There are lots of stories here on Fstoppers about photographers, including fellow writers, who are giving up their current camera brand and changing it for a different one. If you feel you're late for the party, you're not alone.
That's for the eager folks. Brand switching is a subjective decision. If you don't have a technically sound reason for that, you don't have to do the switch.
Am I Switching Anytime Soon?
No. I'm not late for the party at all, because I've never felt the need to attend it. The type of work I do goes well with the camera and lenses I currently have. In my photography, I'm working on commercial portraiture projects. For my style, it requires a camera in full manual mode that can capture a portrait of a person, most of the time using strobes for lighting. I can do that with pretty much any camera that's built for professional use (mainly from materials' perspective).
In my opinion, there are only two factors for changing the camera brand or the camera model.
Whatever the reason for buying a new camera is, it may be cheaper to get one from a different brand. This can be dictated by the need for a second camera or your current one already falling apart. Before making that decision, you need to do the math and see if that will be good for your wallet relative to your current camera and lenses' investment.

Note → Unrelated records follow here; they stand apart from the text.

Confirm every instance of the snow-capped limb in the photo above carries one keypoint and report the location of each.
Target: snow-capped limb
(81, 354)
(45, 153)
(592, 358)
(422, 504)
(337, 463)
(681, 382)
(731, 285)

Insufficiency for a Certain Type of Work
Some people switch to a different camera, because some of the characteristics of their current gear are not as good as other brand's ones. If you base your decision solely on that ground, you will end up spiraling down the rabbits hole. After next year's NAB event, you'll find cameras with yet better overall characteristics.
Why is blindly comparing camera features not the right approach? Because you may not need that feature. I started my business with a Canon 40D, which, back then, was already a discontinued model. It had bad noise above ISO 800 and was only 10 megapixels. Why did it work for me? The price was right, the build quality was right. Most of my work was lit with strobes, and I used the lowest native ISO. The file size was enough for my clients' needs: publishing on the web and 8 by 10 prints in magazines.
Let's have another example on the high price point end: medium format cameras. Most people are drooling over the quality of a Hasselblad or a Phase One. However, if you're a sports photographer and can afford such gear, that will be the worst choice of your career. ISO performance is not that great. The cameras are very slow, because of the large files they create. You won't be able to use them in burst mode. The bodies are heavy, and they usually don't shoot video. Can you say they're worse than a mirrorless or a Nikon D5? No. It's just not the type of camera for every job.